The result: 15th and on the lead lap, outplacing teams with Cup Series-level backing and all with pre-worn tires.
“I think we’ve proven that we want to be here a long time,” McLeod said. “I plan on being here decades as an owner and for a long time as a driver, and I want to be one of the mainstays for a long time in NASCAR as far as an organization. That’s what we’re working on making it happen, and I think everybody sees that and knows the effort we’re putting in. It’s going to take a little time, but we’re going to keep working and making progress.”
‘A racer down to the bone’
Who starts a race team during a pandemic? McLeod had already made 42 starts in NASCAR’s top division before the COVID-19 shutdown, but he and his wife, Jessica, always held visions of seeing the No. 78 from his Late Model days on a Cup Series car he owned, even if it only happened once.
McLeod’s group had already put its Xfinity Series operations on solid footing with a built-out fleet. Once stay-at-home orders lifted, it created almost another offseason for McLeod’s team to prep. He turned focus to making the Cup Series idea a reality, enticed in part by budget-friendly single-day shows without the wear and tear of practice or qualifying.
That first voyage in The Real Heroes 400 at Darlington Raceway ended after an unlucky 13 laps with a failed radiator hose, one of the perils of competing with used parts. But McLeod still sees the opportunity to run approximately 15 Cup Series races this season, taking care not to divert any resources from his Xfinity Series program.
McLeod said he aims to field the Cup Series car only when he’s able, both time-wise and budget-wise. With expansion of an already busy operation, spare time is in short supply.
“He’s just a racer down to the bone, man. Down to the heart,” Miller said. “He loves racing. It’s his passion, his business and that’s what he loves to do. I don’t think there’s a single moment of the day that he won’t pick up the phone or answer the phone to do business and make sure everything’s going right to expand his business. We’ll hang out on the lake a lot and even then, he’ll probably answer five phone calls an hour with something to do with the shop or getting to the track. Then when he’s at the track, you hardly ever see him. He’s always out trying to get tire deals for us and work on parts deals. He’s just always working at it.
“He does have a strong work ethic. I don’t think I’ve ever seen a team owner run and do as much stuff as him.”

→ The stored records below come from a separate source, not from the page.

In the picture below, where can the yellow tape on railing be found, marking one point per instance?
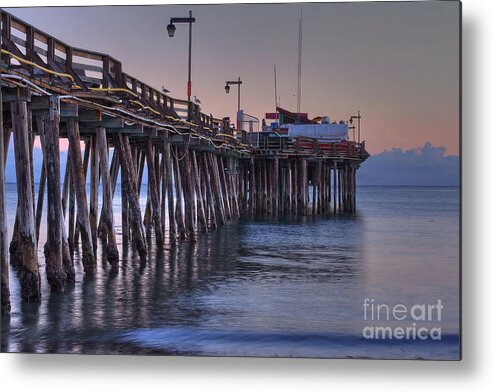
(146, 107)
(49, 71)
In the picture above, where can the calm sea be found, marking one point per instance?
(268, 287)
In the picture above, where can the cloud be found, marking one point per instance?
(423, 166)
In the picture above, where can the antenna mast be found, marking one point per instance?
(275, 89)
(300, 55)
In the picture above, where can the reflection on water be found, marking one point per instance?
(265, 287)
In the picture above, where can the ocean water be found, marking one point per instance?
(287, 287)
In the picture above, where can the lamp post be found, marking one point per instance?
(227, 88)
(171, 28)
(358, 117)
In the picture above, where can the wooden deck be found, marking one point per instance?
(201, 171)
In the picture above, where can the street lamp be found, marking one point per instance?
(358, 117)
(228, 88)
(171, 28)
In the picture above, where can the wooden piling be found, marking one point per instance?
(252, 195)
(124, 189)
(335, 187)
(94, 192)
(211, 203)
(40, 203)
(188, 192)
(168, 177)
(48, 128)
(216, 188)
(127, 166)
(28, 267)
(77, 167)
(180, 218)
(71, 215)
(276, 186)
(108, 228)
(219, 166)
(154, 191)
(4, 280)
(85, 169)
(201, 218)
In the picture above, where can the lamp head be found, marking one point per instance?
(171, 30)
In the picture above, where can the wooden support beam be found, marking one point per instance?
(94, 192)
(71, 213)
(216, 188)
(224, 186)
(252, 196)
(66, 184)
(153, 190)
(28, 267)
(40, 203)
(207, 178)
(128, 171)
(201, 218)
(124, 189)
(109, 236)
(168, 177)
(49, 136)
(188, 192)
(276, 203)
(85, 169)
(335, 187)
(78, 176)
(180, 219)
(4, 268)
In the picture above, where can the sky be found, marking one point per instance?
(398, 63)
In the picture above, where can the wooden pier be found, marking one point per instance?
(201, 172)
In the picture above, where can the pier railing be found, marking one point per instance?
(272, 143)
(35, 54)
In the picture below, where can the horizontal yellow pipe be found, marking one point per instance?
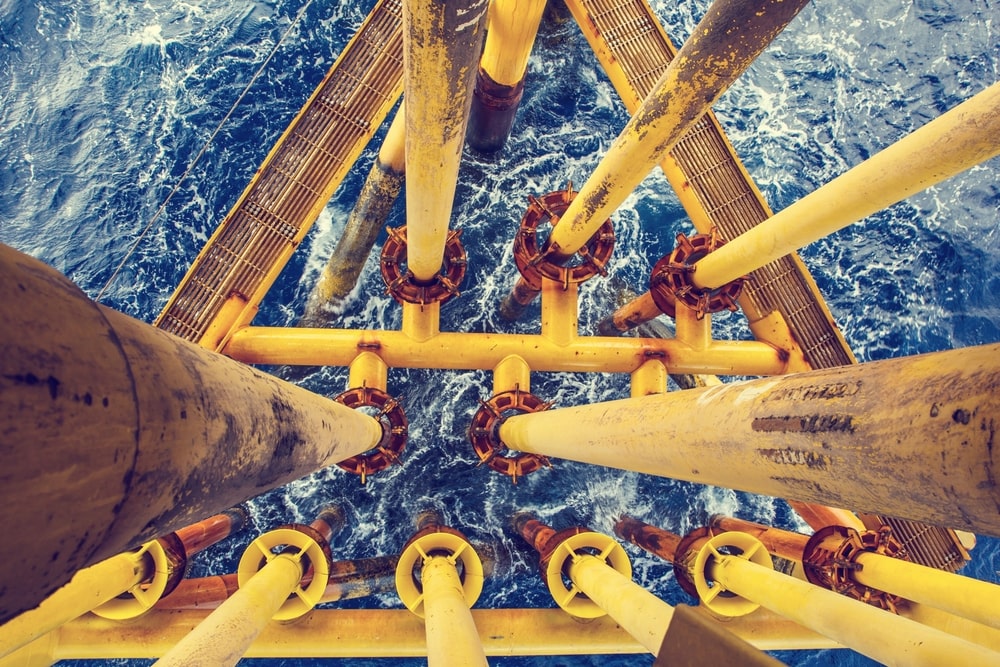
(467, 351)
(963, 596)
(88, 589)
(878, 634)
(223, 637)
(452, 638)
(957, 140)
(843, 437)
(642, 614)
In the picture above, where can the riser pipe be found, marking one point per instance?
(841, 437)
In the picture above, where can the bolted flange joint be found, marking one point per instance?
(670, 279)
(531, 257)
(830, 560)
(485, 438)
(403, 285)
(395, 428)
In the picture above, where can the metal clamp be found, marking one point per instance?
(531, 259)
(670, 279)
(394, 431)
(304, 544)
(486, 441)
(570, 598)
(400, 281)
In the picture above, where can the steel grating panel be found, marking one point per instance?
(299, 175)
(630, 33)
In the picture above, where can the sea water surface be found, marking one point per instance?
(105, 103)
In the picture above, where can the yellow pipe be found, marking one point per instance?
(464, 351)
(511, 373)
(367, 219)
(841, 437)
(689, 329)
(878, 634)
(512, 29)
(955, 141)
(452, 638)
(441, 42)
(88, 589)
(224, 636)
(368, 370)
(650, 378)
(367, 633)
(969, 598)
(722, 46)
(642, 614)
(146, 442)
(560, 322)
(421, 322)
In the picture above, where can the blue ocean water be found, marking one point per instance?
(104, 104)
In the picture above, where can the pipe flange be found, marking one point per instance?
(485, 438)
(670, 280)
(570, 598)
(402, 284)
(830, 555)
(395, 428)
(169, 560)
(307, 546)
(713, 594)
(437, 541)
(531, 259)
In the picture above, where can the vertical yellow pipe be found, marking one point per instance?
(368, 370)
(955, 141)
(421, 322)
(560, 322)
(722, 46)
(441, 42)
(367, 219)
(88, 589)
(878, 634)
(650, 378)
(642, 614)
(452, 638)
(500, 79)
(223, 637)
(511, 373)
(842, 437)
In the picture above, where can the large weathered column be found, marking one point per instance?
(115, 432)
(911, 437)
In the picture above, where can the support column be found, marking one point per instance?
(273, 585)
(443, 599)
(955, 141)
(91, 399)
(730, 36)
(844, 437)
(367, 219)
(876, 633)
(441, 43)
(500, 80)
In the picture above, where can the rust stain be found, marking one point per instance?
(789, 456)
(805, 424)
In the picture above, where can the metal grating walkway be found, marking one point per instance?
(632, 41)
(632, 46)
(227, 281)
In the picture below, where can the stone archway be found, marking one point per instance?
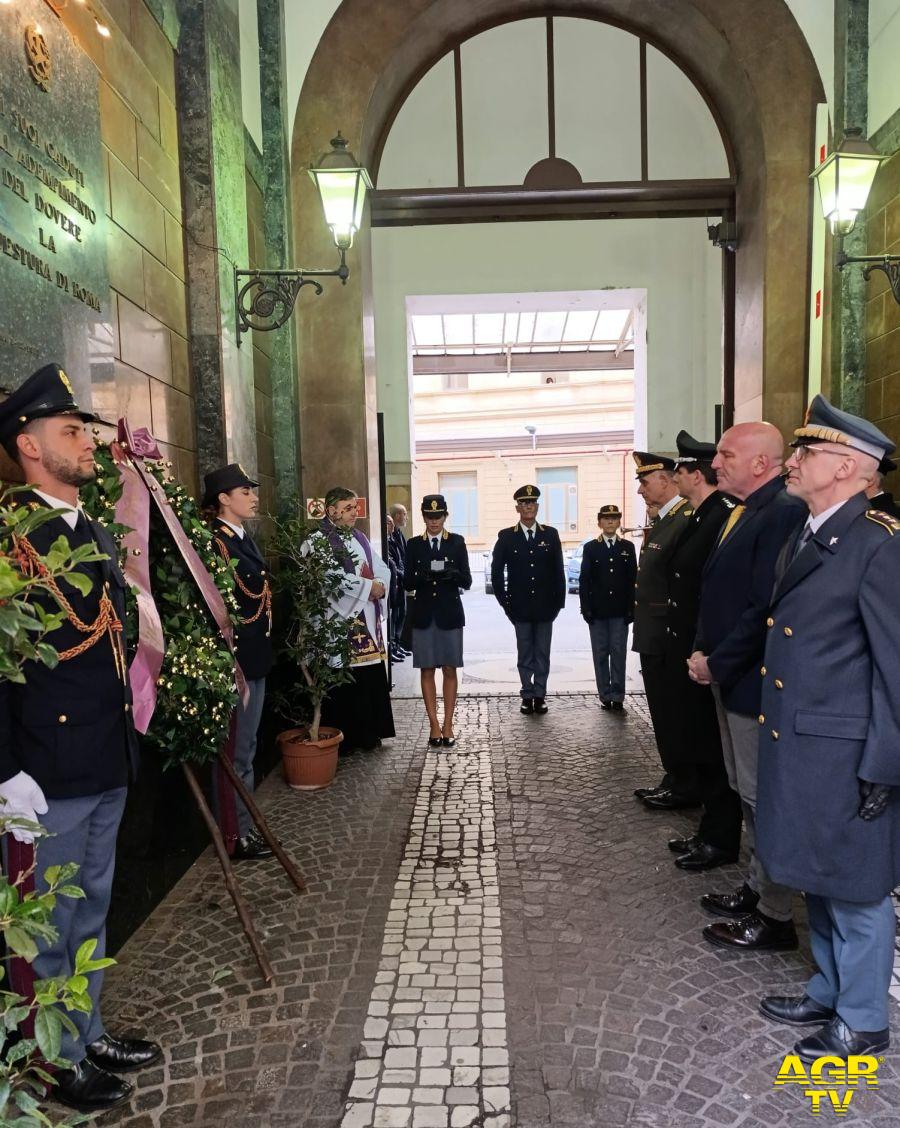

That hustle is fueled as much by his desire to race as the relationships he has built along the way, whether it’s with sponsors, fellow competitors or series officials. Those bonds have made driver-owner partnerships feel more like family for Miller and Mills, and they’ve kept him friendly with Martins, even after he amicably left to drive elsewhere last season.
“I learned at a young age that networks are everything,” McLeod said. “You’re only as powerful as the people around you and able to make things happen because people like you. I’ve always thought instead of how do I get somebody to like me, I just thought, ‘You know, I’ll just treat ’em right and if they like you, they like you, and if they don’t, they don’t.’ If you keep treating people right and you’re up front and you say what you’re going to do business-wise, and if you can’t abide by it, then you look them in the face and say, ‘Hey, I made a mistake or I did this wrong.’ As long as you communicate and treat people right, I’ve found it very simple to build networks and be able to make stuff happen further than what my reach would have been from where I started out. That’s absolutely key to getting from where I was born to what I’m able to do now.”
That means making inroads up the Xfinity Series pecking order, expanding his team’s impact and walking the delicate balance between being a driver and a car owner. The kid in McLeod still enjoys the thrill of speed each week, but the ownership side of “moving the chess pieces” has its own appeal, of doing a lot with a little.
Either way, he’s savoring the ride — rock-star vibe and all.
“I have a lot of things going on every weekend that are a lot of fun to look forward to, whether it goes good or bad,” McLeod said. “It’s a lot of living, and I want to be alive. I love living life, trying to do everything I can with every day that I’m blessed with living.”